Discover more from Rocket GTM 🚀
Rocket GTM 🚀 - Business Model Innovation 💸
💌 Welcome to the Newsletter
Welcome to the 8 new people joining this week! Please feel free to reply to this email and say hello 👋 - replying helps Google realize it’s not spam and helps me learn what topics are important to you!
Reading but not subscribed? Join 429 others here.
Use Twitter? Drop me a DM here
Now let’s crack on with the newsletter 😍
(Estimated read time: 6-8 minutes)
Business Model Innovation 💸
A lot of startup founders believe that the best product wins. This is simply not true. Great product is a pre-requisite. But the greatest successes of the internet age have one think in common. Business Model Innovation.
Think about Amazon, Google, Ebay. The reasons for their explosive success was not purely product. Amazon didn't invent a new product. There was no 'product-market-fit' to validate. They simply tapped into the supply and demand of an existing retail market. Amazon's true innovation was it's business model.
Amazon was successful because they mastered a new distribution method, the internet. While mastering the supply side to drive down costs.
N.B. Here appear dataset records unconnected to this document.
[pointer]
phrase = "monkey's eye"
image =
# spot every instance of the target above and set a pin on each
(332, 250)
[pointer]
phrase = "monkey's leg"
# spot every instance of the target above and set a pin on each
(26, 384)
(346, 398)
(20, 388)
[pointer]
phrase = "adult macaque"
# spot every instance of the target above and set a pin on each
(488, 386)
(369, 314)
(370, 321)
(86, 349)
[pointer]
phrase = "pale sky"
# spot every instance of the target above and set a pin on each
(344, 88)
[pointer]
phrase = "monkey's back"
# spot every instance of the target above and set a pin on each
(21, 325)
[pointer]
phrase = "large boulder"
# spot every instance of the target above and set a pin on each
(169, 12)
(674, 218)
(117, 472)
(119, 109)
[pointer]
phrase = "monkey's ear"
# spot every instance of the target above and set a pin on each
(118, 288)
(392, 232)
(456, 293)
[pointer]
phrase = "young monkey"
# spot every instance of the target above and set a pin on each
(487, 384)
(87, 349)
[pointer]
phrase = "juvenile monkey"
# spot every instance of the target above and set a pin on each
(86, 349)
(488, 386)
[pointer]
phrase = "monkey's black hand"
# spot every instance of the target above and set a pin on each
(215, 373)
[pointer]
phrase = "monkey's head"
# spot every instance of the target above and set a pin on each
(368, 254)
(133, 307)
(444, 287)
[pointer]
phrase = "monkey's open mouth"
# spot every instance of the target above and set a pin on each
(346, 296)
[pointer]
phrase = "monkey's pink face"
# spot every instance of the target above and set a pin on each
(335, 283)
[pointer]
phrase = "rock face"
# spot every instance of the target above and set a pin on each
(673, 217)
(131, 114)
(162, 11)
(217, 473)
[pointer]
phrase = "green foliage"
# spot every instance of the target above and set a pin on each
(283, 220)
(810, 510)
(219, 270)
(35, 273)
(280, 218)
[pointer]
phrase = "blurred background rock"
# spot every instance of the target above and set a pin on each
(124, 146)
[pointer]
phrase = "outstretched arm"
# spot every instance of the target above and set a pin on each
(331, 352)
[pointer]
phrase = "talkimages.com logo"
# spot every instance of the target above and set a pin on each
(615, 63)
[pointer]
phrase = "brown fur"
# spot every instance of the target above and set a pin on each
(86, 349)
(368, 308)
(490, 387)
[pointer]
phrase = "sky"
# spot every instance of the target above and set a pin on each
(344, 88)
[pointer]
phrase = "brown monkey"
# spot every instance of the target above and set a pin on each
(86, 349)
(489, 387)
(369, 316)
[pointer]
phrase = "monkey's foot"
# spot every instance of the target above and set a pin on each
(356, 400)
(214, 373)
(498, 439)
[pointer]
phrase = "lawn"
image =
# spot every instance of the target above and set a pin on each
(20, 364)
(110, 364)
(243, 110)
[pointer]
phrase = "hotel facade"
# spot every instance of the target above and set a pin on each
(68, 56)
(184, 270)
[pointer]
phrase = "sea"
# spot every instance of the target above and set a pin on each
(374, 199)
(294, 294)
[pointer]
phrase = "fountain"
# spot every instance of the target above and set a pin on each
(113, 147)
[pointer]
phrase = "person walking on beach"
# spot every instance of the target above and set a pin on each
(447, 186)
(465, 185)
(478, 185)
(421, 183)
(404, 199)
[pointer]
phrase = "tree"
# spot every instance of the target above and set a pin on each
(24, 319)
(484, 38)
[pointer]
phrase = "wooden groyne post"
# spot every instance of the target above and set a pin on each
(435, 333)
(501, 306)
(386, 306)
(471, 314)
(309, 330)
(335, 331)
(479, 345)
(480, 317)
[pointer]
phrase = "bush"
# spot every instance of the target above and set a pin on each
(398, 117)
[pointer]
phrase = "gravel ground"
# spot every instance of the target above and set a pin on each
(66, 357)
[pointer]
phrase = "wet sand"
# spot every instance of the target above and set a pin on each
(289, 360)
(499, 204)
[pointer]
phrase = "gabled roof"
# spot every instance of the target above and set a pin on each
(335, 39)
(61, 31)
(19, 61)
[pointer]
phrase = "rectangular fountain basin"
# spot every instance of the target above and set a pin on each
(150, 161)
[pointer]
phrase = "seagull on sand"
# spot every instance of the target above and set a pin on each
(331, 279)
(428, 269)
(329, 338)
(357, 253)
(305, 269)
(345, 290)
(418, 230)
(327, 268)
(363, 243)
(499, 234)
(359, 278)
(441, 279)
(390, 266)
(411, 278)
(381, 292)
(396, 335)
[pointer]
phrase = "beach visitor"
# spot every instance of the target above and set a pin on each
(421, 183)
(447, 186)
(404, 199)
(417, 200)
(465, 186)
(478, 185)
In his book 'Blitzscaling', Reid Hoffman (Co-founder of LinkedIn) writes that business model innovation is one of the core tenants of startup success.
If you want to grow a big business you need to optimize for the four growth levers, and mitigate the two growth limiters. Business model innovation usually takes place in one of the following areas:
Growth levers:
Market size
Distribution
Gross Margins
Network effects
Growth limiters:
Lack of product-market-fit
Lack of operational scalability
The Four Growth levers 📈
Market Size
The size of your market has a significant influence on success. If a startup does not have the potential to reach a $1bn valuation, venture capitalists tend to avoid investing.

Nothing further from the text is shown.